9) Don't forget there are venues outside London If you don't live in London, do you really want to battle your way into town, pay through the nose for a Travelodge in Aldgate, then queue to squash yourself into a crammed tube train? Your Olympic Ticket includes a free zone 1-9 travelcard, so it's not all bad news. But why not head outside the capital instead? There are 50 football matches to watch, plus the joys of rowing in Windsor, canoeing in Herts, sailing in Weymouth and mountain biking in Essex. I scouted the four major venues outside London last summer, and my reports might help convince you to follow.
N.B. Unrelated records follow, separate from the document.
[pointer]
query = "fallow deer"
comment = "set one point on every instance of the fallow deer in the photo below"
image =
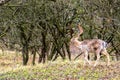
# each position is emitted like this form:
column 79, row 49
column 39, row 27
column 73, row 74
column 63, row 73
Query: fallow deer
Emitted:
column 86, row 47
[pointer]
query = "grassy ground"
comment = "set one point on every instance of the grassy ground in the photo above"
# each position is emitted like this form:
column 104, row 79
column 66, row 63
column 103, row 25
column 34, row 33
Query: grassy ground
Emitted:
column 11, row 69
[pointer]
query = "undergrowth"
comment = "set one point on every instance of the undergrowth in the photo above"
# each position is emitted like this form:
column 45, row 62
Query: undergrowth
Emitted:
column 58, row 70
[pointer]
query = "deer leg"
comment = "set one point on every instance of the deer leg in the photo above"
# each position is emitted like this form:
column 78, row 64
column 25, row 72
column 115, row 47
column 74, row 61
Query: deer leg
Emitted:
column 98, row 57
column 86, row 57
column 104, row 52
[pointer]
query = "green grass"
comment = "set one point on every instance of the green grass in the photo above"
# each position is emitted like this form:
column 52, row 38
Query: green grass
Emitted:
column 58, row 70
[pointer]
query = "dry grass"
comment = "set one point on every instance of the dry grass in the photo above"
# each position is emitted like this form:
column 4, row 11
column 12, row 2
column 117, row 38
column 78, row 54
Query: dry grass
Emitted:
column 11, row 69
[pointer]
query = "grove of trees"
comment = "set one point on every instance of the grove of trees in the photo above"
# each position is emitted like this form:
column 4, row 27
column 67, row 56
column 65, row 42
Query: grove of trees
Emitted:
column 45, row 27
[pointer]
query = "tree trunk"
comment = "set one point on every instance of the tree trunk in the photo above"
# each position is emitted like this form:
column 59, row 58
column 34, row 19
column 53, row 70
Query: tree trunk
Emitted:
column 25, row 54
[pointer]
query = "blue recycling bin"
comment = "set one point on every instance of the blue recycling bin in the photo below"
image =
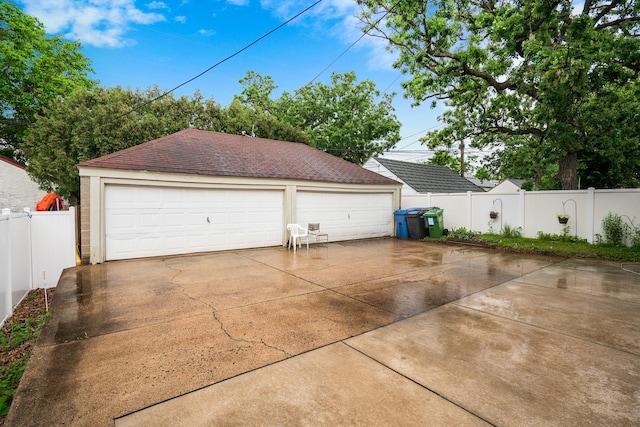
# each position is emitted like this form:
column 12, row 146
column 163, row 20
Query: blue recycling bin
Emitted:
column 402, row 227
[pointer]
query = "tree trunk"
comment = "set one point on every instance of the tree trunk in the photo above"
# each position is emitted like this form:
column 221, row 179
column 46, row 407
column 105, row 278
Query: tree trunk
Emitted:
column 567, row 174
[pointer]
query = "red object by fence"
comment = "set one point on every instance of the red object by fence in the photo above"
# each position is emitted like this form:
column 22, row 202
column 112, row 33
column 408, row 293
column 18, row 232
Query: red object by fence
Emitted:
column 50, row 202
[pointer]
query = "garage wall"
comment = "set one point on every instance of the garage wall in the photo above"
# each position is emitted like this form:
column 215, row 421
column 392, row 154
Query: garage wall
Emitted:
column 143, row 221
column 347, row 216
column 132, row 214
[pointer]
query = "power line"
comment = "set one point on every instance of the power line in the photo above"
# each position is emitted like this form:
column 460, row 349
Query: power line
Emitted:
column 219, row 62
column 351, row 46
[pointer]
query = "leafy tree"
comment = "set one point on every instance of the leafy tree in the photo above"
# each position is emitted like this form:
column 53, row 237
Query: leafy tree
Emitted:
column 35, row 70
column 522, row 76
column 90, row 124
column 239, row 118
column 342, row 118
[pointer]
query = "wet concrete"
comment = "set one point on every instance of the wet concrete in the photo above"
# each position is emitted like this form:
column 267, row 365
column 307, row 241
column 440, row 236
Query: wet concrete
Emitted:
column 383, row 332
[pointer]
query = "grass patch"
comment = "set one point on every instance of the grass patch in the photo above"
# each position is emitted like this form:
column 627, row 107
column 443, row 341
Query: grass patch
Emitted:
column 17, row 337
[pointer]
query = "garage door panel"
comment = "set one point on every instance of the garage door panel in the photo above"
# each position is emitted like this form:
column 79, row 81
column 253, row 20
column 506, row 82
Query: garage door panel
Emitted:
column 156, row 221
column 348, row 216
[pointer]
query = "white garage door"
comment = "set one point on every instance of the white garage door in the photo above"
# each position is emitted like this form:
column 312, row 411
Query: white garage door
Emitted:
column 156, row 221
column 347, row 216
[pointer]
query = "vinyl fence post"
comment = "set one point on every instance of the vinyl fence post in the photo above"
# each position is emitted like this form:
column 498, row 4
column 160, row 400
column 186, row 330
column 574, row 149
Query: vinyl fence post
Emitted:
column 590, row 220
column 8, row 305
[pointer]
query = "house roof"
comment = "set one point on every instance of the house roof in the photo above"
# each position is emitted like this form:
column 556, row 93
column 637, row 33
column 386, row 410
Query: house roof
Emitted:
column 428, row 178
column 202, row 152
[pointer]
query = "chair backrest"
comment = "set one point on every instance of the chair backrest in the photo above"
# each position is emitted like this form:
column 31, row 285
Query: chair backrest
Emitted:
column 295, row 229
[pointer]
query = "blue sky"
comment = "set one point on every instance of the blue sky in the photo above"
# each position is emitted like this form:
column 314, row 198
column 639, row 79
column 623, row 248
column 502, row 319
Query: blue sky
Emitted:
column 140, row 43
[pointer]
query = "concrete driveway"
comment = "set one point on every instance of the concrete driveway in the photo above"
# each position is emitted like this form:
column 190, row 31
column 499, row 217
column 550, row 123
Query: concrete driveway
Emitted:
column 376, row 332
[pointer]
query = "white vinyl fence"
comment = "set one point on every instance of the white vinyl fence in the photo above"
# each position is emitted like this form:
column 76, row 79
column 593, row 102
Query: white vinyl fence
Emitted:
column 534, row 211
column 34, row 249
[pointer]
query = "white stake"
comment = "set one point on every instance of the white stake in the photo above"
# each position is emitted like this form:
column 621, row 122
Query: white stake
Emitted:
column 46, row 300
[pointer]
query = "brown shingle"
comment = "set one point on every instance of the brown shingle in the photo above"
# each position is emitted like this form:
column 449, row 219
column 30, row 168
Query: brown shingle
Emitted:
column 201, row 152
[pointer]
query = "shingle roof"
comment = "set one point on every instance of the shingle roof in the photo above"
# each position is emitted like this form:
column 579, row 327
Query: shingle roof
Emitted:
column 201, row 152
column 429, row 178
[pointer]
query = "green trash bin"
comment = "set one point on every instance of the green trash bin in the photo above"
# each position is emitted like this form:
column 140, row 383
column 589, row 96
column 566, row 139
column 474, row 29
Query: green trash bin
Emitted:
column 434, row 222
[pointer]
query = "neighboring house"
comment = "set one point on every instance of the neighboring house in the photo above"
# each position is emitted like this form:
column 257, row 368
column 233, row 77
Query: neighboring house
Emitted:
column 199, row 191
column 508, row 186
column 421, row 179
column 17, row 190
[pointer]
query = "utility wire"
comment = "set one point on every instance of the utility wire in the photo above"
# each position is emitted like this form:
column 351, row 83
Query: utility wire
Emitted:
column 352, row 45
column 220, row 62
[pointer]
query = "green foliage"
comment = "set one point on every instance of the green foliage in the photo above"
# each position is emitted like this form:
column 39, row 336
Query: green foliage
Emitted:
column 559, row 246
column 511, row 231
column 35, row 70
column 19, row 334
column 615, row 230
column 343, row 118
column 564, row 237
column 462, row 234
column 90, row 124
column 22, row 332
column 550, row 87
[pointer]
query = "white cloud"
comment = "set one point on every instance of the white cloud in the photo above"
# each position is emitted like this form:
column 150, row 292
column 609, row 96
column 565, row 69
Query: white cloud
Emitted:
column 157, row 5
column 101, row 23
column 339, row 19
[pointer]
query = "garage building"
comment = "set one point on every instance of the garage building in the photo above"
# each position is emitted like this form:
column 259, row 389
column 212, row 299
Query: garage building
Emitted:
column 199, row 191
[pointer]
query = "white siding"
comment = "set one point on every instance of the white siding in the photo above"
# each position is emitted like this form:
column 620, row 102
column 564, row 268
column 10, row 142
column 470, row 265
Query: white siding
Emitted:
column 346, row 216
column 155, row 221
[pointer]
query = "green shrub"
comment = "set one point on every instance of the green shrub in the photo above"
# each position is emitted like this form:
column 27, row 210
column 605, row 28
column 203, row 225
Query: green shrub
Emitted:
column 462, row 234
column 510, row 231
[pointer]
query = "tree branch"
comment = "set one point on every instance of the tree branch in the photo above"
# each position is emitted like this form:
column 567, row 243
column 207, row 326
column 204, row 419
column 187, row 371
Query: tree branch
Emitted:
column 617, row 22
column 606, row 10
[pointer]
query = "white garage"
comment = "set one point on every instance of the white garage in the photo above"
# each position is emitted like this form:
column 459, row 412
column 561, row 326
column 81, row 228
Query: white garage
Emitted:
column 198, row 191
column 347, row 216
column 154, row 221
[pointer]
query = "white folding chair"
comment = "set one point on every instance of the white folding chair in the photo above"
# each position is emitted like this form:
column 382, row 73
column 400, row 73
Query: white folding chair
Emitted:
column 296, row 234
column 314, row 230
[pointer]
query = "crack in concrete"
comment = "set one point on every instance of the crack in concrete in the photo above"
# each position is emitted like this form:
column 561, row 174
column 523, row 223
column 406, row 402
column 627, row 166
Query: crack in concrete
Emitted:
column 215, row 316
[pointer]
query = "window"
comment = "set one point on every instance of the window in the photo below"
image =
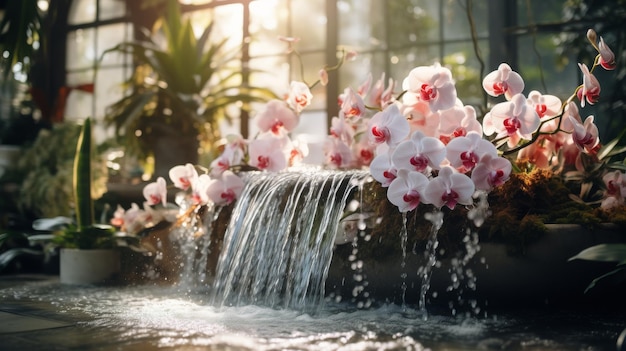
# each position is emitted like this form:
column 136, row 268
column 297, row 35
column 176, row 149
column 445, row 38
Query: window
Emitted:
column 391, row 37
column 93, row 27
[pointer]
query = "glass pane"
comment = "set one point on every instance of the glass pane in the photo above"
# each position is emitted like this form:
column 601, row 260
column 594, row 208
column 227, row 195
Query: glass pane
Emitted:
column 456, row 24
column 360, row 24
column 411, row 21
column 403, row 61
column 540, row 65
column 309, row 24
column 81, row 51
column 108, row 89
column 108, row 37
column 111, row 9
column 312, row 130
column 461, row 60
column 79, row 103
column 268, row 21
column 227, row 23
column 273, row 73
column 82, row 11
column 353, row 74
column 309, row 73
column 532, row 12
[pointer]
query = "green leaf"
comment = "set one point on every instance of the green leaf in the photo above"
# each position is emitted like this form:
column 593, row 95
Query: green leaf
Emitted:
column 603, row 253
column 604, row 276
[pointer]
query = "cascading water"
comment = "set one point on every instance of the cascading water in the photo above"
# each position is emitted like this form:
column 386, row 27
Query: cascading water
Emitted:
column 278, row 246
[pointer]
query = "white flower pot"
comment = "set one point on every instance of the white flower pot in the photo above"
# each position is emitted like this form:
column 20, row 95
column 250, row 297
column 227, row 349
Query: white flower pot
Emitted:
column 89, row 266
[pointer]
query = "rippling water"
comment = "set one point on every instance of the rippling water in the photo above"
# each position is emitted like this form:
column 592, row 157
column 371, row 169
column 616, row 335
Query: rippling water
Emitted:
column 177, row 318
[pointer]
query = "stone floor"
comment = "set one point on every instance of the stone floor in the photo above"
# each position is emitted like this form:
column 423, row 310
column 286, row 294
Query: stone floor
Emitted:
column 29, row 325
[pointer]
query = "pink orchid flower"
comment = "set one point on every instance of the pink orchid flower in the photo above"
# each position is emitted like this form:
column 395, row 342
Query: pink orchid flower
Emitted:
column 383, row 170
column 353, row 106
column 267, row 154
column 406, row 190
column 299, row 96
column 538, row 153
column 277, row 117
column 337, row 153
column 515, row 119
column 323, row 76
column 607, row 57
column 363, row 152
column 503, row 81
column 491, row 172
column 585, row 136
column 458, row 121
column 341, row 129
column 615, row 184
column 590, row 90
column 199, row 189
column 231, row 156
column 380, row 95
column 388, row 126
column 156, row 192
column 570, row 110
column 448, row 189
column 363, row 88
column 420, row 153
column 433, row 85
column 183, row 176
column 225, row 189
column 545, row 105
column 465, row 152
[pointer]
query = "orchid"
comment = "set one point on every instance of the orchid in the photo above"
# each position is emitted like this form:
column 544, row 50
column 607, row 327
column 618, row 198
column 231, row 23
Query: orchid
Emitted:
column 514, row 119
column 225, row 189
column 420, row 153
column 352, row 105
column 465, row 152
column 406, row 190
column 183, row 176
column 156, row 192
column 432, row 85
column 503, row 81
column 491, row 172
column 299, row 96
column 590, row 89
column 388, row 126
column 383, row 170
column 267, row 154
column 277, row 117
column 449, row 188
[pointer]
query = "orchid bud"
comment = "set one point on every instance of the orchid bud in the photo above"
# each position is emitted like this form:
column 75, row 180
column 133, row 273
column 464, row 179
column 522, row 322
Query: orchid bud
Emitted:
column 592, row 37
column 607, row 58
column 323, row 74
column 351, row 55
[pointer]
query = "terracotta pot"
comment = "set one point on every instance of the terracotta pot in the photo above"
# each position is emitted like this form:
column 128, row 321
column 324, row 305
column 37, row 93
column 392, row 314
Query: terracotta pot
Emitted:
column 89, row 266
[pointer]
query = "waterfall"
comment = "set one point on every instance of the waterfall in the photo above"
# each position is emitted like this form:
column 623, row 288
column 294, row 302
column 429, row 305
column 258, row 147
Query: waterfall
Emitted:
column 279, row 243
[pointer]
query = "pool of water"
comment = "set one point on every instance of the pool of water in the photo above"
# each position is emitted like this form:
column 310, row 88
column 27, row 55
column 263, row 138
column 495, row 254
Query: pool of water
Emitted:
column 172, row 318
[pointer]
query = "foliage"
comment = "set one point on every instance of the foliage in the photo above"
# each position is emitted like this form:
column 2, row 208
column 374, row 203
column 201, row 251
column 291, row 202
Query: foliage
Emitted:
column 46, row 169
column 605, row 253
column 19, row 29
column 185, row 85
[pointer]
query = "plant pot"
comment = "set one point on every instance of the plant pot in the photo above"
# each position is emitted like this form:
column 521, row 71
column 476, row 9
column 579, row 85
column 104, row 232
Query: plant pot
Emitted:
column 89, row 266
column 9, row 154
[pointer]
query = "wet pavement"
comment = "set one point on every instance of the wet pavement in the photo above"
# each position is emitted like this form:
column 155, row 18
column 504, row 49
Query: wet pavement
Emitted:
column 32, row 324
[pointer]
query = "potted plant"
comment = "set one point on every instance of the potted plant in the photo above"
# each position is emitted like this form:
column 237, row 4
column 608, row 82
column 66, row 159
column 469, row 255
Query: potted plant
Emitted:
column 88, row 250
column 178, row 92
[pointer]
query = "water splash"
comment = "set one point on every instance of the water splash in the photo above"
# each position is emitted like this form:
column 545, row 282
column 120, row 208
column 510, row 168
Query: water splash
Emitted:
column 430, row 253
column 404, row 237
column 278, row 245
column 193, row 235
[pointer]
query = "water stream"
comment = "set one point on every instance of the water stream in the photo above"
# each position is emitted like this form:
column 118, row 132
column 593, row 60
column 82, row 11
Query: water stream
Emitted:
column 278, row 246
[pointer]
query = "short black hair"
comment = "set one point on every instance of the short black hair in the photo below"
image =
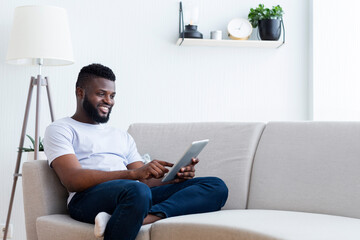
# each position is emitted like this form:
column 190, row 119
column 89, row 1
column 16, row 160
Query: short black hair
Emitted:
column 93, row 71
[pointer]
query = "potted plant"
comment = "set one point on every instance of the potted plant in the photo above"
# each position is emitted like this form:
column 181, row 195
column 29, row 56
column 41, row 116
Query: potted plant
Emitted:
column 267, row 20
column 30, row 150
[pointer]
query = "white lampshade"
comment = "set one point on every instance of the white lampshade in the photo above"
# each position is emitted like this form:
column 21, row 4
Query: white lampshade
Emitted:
column 40, row 32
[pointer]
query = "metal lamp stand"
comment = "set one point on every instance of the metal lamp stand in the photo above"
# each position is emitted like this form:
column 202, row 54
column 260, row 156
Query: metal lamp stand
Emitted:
column 39, row 81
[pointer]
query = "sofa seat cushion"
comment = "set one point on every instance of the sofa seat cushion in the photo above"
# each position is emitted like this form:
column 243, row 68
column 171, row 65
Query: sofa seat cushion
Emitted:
column 257, row 225
column 62, row 226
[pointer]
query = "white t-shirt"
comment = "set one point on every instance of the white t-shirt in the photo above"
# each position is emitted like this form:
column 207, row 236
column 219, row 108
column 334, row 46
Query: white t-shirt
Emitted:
column 96, row 146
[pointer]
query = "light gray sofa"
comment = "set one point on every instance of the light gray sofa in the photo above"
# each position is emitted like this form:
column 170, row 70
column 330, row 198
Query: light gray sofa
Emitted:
column 286, row 180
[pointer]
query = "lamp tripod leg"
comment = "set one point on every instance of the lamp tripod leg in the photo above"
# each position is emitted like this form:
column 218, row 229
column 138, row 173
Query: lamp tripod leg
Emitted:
column 18, row 161
column 49, row 99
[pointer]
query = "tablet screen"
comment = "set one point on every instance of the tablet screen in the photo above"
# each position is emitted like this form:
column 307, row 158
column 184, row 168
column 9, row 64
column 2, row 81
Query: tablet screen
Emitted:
column 192, row 152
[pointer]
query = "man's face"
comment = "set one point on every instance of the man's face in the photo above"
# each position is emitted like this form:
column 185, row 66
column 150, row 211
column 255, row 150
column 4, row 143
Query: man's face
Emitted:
column 99, row 99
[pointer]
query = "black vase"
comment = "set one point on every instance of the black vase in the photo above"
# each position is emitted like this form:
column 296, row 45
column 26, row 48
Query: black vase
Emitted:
column 270, row 29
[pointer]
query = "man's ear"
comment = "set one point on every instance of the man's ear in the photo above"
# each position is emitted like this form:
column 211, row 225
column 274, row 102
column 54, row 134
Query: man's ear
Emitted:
column 80, row 92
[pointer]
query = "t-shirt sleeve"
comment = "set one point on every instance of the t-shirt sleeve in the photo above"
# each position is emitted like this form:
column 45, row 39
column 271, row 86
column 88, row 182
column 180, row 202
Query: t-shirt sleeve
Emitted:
column 57, row 142
column 133, row 154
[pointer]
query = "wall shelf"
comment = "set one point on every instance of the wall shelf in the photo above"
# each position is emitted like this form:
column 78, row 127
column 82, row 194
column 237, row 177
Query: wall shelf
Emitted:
column 229, row 43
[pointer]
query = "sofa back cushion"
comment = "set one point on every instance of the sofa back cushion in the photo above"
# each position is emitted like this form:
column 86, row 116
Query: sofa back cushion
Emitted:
column 228, row 155
column 309, row 167
column 43, row 194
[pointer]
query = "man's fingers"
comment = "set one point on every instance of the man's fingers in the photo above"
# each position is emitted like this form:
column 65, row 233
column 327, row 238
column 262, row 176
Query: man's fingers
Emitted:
column 186, row 175
column 194, row 161
column 164, row 163
column 189, row 168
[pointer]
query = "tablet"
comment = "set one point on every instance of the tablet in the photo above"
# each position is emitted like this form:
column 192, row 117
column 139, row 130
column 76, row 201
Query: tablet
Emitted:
column 192, row 152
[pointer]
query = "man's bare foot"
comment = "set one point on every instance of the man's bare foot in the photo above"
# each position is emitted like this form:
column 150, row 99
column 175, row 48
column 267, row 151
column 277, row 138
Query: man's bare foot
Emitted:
column 150, row 219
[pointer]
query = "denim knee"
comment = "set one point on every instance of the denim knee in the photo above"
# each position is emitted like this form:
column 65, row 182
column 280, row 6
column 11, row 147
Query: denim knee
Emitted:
column 219, row 188
column 139, row 195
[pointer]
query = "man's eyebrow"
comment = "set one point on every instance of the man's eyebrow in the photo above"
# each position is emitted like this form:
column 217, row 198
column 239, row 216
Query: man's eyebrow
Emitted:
column 103, row 90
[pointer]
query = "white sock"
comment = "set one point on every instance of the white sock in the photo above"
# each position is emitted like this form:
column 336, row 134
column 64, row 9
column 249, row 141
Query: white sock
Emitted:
column 100, row 223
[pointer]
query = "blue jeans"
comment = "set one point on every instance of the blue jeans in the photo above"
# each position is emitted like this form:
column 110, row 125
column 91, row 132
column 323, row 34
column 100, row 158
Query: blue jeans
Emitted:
column 129, row 202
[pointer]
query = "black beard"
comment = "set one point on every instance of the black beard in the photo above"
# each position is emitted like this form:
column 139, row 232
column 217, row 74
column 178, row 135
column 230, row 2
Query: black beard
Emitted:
column 93, row 113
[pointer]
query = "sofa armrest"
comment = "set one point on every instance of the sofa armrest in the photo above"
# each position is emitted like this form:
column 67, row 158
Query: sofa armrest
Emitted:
column 43, row 194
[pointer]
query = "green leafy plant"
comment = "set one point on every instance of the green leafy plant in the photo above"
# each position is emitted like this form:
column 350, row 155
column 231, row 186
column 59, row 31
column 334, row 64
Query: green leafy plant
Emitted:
column 261, row 13
column 32, row 148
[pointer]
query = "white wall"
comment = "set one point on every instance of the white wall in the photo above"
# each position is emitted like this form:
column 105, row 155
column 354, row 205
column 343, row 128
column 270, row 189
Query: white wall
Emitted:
column 157, row 80
column 336, row 61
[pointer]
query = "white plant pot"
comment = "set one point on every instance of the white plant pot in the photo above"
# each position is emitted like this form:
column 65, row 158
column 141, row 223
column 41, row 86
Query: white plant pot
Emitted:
column 31, row 157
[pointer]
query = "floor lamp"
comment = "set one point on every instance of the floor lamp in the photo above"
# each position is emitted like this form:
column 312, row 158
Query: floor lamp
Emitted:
column 40, row 36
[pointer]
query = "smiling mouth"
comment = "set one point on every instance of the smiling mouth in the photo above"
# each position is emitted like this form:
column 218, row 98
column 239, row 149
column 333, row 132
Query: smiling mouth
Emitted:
column 104, row 109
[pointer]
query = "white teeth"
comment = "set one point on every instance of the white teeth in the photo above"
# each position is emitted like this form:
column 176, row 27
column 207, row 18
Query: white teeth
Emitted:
column 104, row 109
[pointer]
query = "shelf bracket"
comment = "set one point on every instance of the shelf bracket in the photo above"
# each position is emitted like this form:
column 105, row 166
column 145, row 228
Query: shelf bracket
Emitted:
column 181, row 24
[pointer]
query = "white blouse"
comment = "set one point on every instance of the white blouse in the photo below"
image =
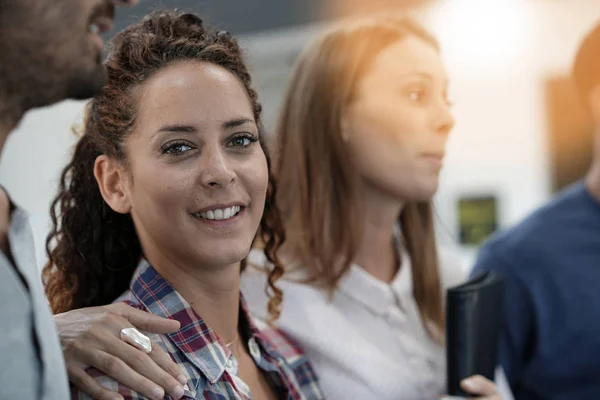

10) All competition schedules are subject to change at any time Now there's a disclaimer. You may think you've booked tickets for the cross-country riding on July 30th, but London 2012 reserve the right to shift any event in case of bad weather, terrorist alert or whatever. It might be safest to stay at home and watch the whole thing on TV instead. The entire fortnight's optimised for the small screen anyway, plus you can nip out for a drink whenever you like and not be forcefed a Coca Cola. But hey, even if it's only for a preliminary round in the volleyball, this is a once in a lifetime opportunity. Worth a dip in the Olympic bran tub, don't you think?